C’è un portiere sul poster di Russia 2018

E non è un caso. Ma non c'entra solo Yashin.

Martedì 28 novembre la Fifa ha svelato il poster ufficiale dei prossimi Mondiali in Russia. È stato realizzato dall’artista Igor Gurovich (fa parte del gruppo Ostengruppe), è ispirato a un’estetica sovietica e raffigura, naturalmente, Lev Yashin. Il Ragno Nero è, ancora oggi, l’unico portiere ad aver mai vinto il Pallone d’oro, e nella sua carriera calcistica (è stato anche un giocatore professionista di hockey su ghiaccio) ha vinto un Europeo, nel 1960, e una Olimpiade, nel 1956.

Yashin giocò quattro edizioni del Mondiale, dal 1958 al 1970, e tuttavia il legame tra i portieri e la Russia, o, ancora prima, l’Unione Sovietica, è profondo e unico, differente da quello degli altri Paesi del mondo, e va anche oltre i record dell’ex numero uno della Dinamo Mosca. Ne parla Jonathan Wilson – giornalista del Guardian, fondatore di The Blizzard, scrittore, già firma di Undici – in The Outsider, libro edito da Orion nel 2012 (per l’Italia, Isbn Edizioni, traduzione di Gabriele Atripaldi) e dedicato alla storia, simbologia ed evoluzione del ruolo del portiere.

Shoots And Scores

Nell’Unione Sovietica bolscevica, spiega Wilson, il portiere era una figura estremamente popolare tra i diversi ruoli in campo. Nel 1937 venne messo in scena un musical intitolato Vrtar, che ebbe un enorme successo di pubblico. Raccontava la storia di Anton Kandidov, un ragazzo, proletario, il cui mestiere era quello di ammassare angurie sul rimorchio di un carro. Notato da un, diremmo oggi, talent scout mentre maneggiava con mani e braccia i pesanti frutti, Kandidov venne messo sotto contratto da una squadra di calcio, andando incontro a enormi fortune. Dieci anni prima, nel 1927, lo scrittore Yuri Olesha pubblicò il romanzo Zavist, in cui l’eroico portiere Volodya Makarov salva con svariate prodezze l’intera squadra dall’individualista attaccante tedesco Getzke, il cui unico obiettivo era bombardare di tiri la squadra russa.
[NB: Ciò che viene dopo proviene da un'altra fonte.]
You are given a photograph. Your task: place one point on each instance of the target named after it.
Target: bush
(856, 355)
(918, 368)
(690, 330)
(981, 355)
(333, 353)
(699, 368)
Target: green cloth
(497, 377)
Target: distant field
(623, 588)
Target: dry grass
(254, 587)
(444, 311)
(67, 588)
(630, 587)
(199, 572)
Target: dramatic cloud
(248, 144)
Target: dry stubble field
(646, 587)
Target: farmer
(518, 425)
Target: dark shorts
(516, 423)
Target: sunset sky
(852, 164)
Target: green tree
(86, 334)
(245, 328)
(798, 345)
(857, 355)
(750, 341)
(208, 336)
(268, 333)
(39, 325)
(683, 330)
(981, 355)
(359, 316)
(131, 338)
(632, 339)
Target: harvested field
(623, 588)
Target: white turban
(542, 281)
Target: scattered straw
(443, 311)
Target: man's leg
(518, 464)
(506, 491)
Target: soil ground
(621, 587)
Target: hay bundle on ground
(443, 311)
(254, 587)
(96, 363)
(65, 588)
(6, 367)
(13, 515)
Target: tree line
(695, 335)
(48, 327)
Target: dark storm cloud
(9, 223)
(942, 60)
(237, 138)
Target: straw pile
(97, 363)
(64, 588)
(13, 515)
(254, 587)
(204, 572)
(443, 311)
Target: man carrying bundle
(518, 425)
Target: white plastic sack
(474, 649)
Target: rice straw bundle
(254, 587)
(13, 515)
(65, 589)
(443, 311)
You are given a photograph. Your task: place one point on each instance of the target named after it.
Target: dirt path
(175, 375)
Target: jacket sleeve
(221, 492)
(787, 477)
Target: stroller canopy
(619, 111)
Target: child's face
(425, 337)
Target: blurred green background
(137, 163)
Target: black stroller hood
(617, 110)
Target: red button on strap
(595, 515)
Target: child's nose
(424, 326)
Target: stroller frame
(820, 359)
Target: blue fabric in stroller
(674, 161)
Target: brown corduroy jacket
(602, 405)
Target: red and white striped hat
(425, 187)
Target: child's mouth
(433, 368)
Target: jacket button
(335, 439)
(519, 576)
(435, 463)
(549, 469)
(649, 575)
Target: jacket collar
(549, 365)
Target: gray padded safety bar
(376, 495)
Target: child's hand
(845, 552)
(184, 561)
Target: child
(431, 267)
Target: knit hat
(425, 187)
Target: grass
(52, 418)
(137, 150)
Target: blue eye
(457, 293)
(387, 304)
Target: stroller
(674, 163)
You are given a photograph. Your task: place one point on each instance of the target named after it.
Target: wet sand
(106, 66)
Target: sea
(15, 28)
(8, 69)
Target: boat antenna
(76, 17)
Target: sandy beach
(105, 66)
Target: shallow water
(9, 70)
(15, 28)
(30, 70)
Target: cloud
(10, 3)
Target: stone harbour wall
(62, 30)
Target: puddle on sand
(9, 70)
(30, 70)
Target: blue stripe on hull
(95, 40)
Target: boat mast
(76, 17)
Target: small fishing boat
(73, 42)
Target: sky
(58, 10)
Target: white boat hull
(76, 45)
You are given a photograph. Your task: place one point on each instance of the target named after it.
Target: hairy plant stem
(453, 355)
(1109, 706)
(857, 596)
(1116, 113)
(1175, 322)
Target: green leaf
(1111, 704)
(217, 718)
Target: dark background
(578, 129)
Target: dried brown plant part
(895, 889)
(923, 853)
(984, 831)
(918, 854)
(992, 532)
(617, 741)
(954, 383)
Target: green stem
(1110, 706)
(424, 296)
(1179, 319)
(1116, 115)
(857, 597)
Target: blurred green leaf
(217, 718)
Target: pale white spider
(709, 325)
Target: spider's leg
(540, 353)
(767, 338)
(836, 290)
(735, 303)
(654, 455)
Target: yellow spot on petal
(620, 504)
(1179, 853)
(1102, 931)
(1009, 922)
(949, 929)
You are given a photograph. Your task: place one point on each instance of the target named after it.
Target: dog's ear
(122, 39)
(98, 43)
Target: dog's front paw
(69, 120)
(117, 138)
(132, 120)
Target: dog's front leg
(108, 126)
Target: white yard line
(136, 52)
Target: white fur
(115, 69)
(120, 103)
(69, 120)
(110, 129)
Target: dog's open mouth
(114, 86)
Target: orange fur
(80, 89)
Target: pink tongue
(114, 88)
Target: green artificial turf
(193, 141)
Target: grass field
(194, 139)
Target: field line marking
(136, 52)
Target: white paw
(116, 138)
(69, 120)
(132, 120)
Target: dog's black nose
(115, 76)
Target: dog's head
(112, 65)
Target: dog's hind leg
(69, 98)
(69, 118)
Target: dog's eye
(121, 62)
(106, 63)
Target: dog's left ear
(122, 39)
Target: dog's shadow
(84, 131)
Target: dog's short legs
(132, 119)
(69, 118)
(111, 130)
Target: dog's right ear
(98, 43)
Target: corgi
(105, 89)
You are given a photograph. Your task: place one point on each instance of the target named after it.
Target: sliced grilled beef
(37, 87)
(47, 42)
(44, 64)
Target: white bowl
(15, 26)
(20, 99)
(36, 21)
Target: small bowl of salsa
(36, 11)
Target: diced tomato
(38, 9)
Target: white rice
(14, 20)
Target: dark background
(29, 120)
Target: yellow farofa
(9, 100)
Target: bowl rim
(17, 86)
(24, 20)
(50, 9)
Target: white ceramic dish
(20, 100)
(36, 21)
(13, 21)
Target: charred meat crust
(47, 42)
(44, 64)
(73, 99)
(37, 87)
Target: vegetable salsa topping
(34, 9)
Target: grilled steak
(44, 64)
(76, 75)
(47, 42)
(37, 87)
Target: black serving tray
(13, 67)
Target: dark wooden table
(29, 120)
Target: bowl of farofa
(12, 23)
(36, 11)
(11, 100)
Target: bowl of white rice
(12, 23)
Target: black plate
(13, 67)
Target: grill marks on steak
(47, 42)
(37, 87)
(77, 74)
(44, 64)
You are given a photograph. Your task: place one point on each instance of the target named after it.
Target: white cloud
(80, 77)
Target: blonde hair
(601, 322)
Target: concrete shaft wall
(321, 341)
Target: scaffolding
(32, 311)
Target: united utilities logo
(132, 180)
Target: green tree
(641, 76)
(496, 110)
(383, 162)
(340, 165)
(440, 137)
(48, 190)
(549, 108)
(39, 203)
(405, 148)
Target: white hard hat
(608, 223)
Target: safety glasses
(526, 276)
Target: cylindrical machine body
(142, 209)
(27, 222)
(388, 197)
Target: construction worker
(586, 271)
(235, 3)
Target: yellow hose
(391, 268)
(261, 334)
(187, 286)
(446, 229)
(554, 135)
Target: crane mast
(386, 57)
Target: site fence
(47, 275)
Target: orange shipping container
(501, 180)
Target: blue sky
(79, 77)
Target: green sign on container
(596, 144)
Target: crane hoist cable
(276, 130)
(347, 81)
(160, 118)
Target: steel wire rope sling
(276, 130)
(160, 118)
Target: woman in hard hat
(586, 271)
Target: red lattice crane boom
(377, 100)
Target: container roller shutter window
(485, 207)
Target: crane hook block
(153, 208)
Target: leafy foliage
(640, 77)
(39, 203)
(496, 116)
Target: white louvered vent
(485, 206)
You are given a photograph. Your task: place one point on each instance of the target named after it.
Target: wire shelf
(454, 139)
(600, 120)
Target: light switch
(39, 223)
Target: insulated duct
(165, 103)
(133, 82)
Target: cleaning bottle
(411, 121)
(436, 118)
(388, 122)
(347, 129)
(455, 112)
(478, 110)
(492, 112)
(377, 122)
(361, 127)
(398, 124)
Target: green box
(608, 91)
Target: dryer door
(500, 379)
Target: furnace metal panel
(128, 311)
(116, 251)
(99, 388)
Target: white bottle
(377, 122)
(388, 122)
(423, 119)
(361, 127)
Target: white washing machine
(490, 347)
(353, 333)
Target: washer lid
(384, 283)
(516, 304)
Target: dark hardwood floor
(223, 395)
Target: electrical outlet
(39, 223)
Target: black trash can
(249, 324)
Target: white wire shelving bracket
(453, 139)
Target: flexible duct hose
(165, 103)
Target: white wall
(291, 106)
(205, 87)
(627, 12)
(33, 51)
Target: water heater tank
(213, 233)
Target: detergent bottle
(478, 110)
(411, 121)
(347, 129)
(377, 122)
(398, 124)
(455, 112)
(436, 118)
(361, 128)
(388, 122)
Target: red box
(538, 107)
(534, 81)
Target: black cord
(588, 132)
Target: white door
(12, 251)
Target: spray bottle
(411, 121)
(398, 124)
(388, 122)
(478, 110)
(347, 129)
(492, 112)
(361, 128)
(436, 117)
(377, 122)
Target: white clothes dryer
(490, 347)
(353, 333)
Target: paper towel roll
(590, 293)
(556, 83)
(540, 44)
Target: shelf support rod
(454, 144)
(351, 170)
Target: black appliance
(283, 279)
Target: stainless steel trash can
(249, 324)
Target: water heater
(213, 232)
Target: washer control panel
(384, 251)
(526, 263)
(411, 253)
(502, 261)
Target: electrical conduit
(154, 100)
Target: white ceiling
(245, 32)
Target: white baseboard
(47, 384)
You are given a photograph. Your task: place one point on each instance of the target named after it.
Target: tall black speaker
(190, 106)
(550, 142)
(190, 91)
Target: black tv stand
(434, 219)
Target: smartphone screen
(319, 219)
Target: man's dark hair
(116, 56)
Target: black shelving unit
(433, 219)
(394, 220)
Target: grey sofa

Infine, era un portiere anche il russo (decisamente poco sovietico) Vladimir Nabokov, che nella sua autobiografia Parla, ricordo (Adelphi) scrive: «È l’aquila solitaria, l’uomo del mistero, il difensore estremo. I fotografi, piegando con reverenza un ginocchio, gli scattano un’istantanea nell’attimo in cui lui si tuffa davanti alla porta deviando con la punta delle dita un fulmineo tiro rasoterra, e lo stadio ruggisce d’approvazione mentre lui resta lungo disteso per qualche istante nel punto in cui è caduto, la porta ancora inviolata».